Pourtant, il semble que l’on puisse dégager au moins trois grandes constatations permettant de prendre du recul quant au sentiment d’échec qui pourrait être ressenti par rapport aux efforts anti-terroristes de la France au Sahel :

  1. La durée de l’opération Barkhane elle-même est un succès en soi étant donné son ambition à la fois plus globale (sécurité + développement) et plus large géographiquement (élargissement du Mali avec Serval et du Tchad avec Epervier[2] pour inclure la Mauritanie, le Burkina Faso et le Niger dans l’ensemble dit du G5-Sahel) : le défi des élongations sur une zone aussi étendue ne doit pas être sous-estimé ;
  2. Redéployer les dispositifs et les opérations militaires en Afrique en fonction de l’évolution et de la demande des pays africains n’est pas quelque chose de nouveau pour la France, laquelle ne va pas s’incruster si un pays ne veut plus de son aide au gré des changements politiques survenant fréquemment dans la région : si la France avait été sollicitée en 2013 par Bamako et accueillie en sauveur pendant Serval, les conditions réunies aujourd’hui sont hélas bien différentes avec comme l’explique Wassim Nasr, spécialiste du djihadisme, « un alignement d’intérêts entre la junte, les djihadistes et les Russes qui veulent tous le départ des Français »[3]. Rester dans ces conditions n’aurait aucun sens, d’autant que, vu le remplacement rapide par les mercenaires du groupe russe Wagner des forces françaises ayant quitté certaines emprises du nord Mali, le message a été reçu haut et fort et, comme l’a affirmé Florence Parly « il n’est pas possible de cohabiter avec des mercenaires »[4]. Ce processus de redéploiement devrait ainsi se caractériser par :
    • la poursuite du désengagement du nord du Mali : après Tombouctou, Kidal et Tessalit, les Français ne devraient pas tarder à quitter Gossi, Ménaka et même Gao ;
    • la réduction des effectifs pour revenir autour de 2500 personnels d’ici 2023, ce qui permettrait de dégager des effectifs pour d’autres missions et théâtres redevenus prioritaires.
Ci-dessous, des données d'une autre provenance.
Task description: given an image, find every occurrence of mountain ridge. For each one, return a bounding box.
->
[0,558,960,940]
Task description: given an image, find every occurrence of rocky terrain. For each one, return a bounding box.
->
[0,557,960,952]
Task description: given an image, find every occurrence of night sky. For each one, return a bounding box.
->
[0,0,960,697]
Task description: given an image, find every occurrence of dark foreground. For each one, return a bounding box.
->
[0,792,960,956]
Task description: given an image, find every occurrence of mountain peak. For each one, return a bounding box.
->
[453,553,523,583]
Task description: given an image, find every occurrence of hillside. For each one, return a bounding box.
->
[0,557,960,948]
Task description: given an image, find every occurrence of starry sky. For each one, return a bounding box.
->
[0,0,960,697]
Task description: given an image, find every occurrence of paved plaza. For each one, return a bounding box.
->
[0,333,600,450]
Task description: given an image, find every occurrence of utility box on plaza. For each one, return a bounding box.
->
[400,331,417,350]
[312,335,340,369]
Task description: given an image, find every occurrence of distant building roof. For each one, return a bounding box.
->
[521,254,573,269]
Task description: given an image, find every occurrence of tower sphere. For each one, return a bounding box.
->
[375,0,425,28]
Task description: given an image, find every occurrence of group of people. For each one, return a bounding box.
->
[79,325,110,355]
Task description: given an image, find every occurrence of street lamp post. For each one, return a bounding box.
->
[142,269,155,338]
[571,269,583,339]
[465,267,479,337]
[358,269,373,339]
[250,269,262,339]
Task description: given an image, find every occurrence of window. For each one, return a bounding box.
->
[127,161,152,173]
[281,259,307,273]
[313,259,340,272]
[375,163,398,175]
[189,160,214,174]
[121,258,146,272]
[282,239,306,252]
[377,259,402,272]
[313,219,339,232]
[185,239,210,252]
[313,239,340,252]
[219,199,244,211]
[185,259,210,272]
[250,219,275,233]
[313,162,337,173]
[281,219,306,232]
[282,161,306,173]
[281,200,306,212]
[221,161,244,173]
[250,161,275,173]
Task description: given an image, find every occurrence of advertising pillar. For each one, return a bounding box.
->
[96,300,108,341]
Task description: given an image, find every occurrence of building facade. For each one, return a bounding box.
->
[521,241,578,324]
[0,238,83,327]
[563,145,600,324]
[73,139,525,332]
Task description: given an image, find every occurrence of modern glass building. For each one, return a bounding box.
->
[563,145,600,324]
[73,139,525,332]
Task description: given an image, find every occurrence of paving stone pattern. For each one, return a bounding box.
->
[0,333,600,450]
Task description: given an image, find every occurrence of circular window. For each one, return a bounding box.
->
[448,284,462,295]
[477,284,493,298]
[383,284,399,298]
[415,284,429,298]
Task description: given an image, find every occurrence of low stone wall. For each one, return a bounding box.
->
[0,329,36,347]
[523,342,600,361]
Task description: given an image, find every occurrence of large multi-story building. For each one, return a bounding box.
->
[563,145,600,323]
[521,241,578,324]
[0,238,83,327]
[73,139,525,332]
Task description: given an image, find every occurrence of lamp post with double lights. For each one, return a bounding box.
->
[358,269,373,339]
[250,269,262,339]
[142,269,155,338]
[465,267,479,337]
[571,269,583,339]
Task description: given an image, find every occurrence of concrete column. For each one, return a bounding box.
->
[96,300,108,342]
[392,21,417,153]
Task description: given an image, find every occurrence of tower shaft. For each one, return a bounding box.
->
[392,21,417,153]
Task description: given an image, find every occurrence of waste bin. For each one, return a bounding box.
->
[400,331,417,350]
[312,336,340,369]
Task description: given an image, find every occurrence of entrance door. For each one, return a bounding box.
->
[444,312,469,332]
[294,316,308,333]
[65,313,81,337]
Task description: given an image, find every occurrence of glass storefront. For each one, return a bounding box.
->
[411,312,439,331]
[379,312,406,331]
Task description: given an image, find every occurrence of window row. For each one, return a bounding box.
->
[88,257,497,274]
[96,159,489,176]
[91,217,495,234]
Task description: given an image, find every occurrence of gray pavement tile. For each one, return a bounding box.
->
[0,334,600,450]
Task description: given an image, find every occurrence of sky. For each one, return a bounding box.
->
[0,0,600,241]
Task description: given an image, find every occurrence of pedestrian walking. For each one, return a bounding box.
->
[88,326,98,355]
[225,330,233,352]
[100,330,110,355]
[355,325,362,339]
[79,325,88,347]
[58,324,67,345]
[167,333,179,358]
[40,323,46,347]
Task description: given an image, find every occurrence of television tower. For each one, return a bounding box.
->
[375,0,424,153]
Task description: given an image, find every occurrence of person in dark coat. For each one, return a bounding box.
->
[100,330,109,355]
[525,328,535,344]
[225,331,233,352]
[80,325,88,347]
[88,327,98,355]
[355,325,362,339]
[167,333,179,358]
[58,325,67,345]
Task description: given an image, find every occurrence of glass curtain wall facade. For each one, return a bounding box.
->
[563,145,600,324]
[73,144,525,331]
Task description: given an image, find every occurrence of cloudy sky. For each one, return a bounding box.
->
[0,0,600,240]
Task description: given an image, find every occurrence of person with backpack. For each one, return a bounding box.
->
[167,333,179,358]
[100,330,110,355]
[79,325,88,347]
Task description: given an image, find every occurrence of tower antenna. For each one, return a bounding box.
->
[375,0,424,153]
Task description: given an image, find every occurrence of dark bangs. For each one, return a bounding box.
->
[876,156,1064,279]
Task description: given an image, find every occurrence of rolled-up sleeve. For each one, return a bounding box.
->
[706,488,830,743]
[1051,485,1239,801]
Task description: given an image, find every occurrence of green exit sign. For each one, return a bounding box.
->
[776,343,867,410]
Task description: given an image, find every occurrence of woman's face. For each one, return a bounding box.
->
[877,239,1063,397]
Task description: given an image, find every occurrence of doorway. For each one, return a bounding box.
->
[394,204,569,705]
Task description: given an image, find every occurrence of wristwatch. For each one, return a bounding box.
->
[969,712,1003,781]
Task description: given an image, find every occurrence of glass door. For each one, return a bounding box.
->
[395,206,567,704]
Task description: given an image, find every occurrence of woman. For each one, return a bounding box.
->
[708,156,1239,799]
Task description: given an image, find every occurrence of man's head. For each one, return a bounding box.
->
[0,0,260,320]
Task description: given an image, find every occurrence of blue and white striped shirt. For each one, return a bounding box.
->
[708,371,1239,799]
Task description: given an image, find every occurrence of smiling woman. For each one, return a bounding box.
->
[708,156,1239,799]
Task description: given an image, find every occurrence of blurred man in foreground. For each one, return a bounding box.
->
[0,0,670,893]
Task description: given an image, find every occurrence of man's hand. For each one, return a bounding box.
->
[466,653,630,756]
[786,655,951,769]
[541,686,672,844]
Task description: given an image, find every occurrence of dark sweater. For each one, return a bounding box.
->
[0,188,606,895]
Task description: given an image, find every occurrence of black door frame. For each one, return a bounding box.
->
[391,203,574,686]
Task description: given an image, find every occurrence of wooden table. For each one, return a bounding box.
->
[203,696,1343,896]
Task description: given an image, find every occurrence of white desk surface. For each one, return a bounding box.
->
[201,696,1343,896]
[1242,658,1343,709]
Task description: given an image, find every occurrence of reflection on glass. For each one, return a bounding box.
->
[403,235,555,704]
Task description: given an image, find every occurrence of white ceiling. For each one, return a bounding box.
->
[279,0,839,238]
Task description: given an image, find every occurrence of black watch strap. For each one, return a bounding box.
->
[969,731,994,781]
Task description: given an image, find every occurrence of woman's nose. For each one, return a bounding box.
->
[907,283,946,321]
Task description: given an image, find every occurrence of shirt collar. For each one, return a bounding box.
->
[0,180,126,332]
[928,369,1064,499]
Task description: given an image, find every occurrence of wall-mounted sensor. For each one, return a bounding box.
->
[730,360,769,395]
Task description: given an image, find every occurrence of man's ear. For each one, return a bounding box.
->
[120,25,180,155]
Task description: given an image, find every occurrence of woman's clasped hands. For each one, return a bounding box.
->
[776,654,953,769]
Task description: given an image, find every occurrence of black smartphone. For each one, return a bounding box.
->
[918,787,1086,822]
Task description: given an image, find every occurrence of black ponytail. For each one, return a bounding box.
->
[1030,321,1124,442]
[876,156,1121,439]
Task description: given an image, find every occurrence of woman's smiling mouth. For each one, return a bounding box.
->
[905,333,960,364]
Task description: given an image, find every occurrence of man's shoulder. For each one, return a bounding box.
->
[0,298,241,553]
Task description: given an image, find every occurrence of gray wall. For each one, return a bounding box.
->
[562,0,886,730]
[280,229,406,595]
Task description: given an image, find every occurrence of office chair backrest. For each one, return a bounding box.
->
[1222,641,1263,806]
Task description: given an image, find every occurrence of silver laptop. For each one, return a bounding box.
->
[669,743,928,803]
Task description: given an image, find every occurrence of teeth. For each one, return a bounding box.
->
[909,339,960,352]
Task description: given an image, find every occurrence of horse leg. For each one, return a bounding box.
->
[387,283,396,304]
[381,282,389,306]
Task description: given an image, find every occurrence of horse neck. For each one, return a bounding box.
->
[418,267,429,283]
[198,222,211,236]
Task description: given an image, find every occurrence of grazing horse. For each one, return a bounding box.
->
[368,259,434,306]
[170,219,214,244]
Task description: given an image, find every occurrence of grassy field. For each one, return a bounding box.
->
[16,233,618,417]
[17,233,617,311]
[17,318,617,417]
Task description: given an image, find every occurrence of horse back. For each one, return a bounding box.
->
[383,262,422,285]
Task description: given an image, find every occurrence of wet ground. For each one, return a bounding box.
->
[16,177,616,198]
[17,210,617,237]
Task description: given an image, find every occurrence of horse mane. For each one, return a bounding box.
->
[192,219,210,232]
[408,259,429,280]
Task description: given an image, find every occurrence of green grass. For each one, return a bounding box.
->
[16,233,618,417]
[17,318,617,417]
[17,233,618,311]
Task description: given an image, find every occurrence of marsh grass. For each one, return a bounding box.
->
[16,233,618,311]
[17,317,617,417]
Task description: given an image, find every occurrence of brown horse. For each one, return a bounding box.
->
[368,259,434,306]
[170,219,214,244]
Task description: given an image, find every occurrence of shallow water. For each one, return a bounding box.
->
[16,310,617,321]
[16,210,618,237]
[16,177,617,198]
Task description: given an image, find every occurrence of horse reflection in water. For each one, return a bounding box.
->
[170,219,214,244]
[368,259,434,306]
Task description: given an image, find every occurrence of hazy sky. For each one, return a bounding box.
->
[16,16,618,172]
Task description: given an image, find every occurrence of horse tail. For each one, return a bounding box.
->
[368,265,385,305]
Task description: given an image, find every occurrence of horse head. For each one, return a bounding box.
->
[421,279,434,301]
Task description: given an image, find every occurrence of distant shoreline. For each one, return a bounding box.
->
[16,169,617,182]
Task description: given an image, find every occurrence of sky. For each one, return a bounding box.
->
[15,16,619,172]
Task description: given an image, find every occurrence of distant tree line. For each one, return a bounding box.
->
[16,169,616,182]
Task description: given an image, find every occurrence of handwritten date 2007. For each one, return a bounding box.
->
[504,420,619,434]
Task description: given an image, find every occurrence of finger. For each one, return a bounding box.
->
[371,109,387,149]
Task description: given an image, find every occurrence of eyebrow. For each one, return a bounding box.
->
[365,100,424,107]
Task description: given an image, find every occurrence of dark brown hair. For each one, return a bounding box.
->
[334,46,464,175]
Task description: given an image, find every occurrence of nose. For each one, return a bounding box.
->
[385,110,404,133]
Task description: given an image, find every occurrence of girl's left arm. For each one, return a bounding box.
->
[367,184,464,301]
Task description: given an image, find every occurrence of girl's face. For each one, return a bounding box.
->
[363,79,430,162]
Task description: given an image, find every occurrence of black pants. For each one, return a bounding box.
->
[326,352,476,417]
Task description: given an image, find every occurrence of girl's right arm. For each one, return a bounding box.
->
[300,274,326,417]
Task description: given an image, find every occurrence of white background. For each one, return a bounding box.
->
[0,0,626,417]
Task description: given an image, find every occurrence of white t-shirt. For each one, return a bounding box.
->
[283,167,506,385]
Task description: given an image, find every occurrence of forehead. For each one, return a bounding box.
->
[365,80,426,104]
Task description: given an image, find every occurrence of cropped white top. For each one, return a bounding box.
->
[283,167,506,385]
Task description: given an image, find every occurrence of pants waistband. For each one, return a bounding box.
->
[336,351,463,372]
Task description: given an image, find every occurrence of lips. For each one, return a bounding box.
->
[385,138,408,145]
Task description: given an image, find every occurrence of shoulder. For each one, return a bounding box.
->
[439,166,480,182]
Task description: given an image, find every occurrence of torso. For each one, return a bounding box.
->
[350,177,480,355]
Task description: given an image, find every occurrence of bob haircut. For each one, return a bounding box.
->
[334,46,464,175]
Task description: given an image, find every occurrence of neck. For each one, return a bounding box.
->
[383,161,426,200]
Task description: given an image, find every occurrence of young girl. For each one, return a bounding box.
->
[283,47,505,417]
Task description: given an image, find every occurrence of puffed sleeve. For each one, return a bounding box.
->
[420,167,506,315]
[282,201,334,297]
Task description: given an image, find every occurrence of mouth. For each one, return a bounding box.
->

L’armée de l’Air et de l’Espace devrait cependant conserver à peu près les mêmes missions (ISR et frappes aériennes anti-terroristes) et les mêmes rotations notamment à partir de la BAP (base avancée projetée) de Niamey au Niger qui accueille depuis des années drones et chasseurs ;
    • le resserrement du dispositif autour du Niger justement, mais aussi des pays limitrophes, ainsi que vers les pays du Golfe de Guinée demandeurs d’un accroissement du soutien de la France dans la lutte anti-terroriste ;
    • le redéploiement également de la Task Force Takuba, ce qu’il ne faut pas là non plus considérer comme un échec, puisque la cause n’est pas endogène, mais comme l’embryon d’un effort européen novateur et pionnier que les pays participants souhaitent prolonger d’une autre manière et qui est susceptible d’être reproduit sur d’autres théâtres.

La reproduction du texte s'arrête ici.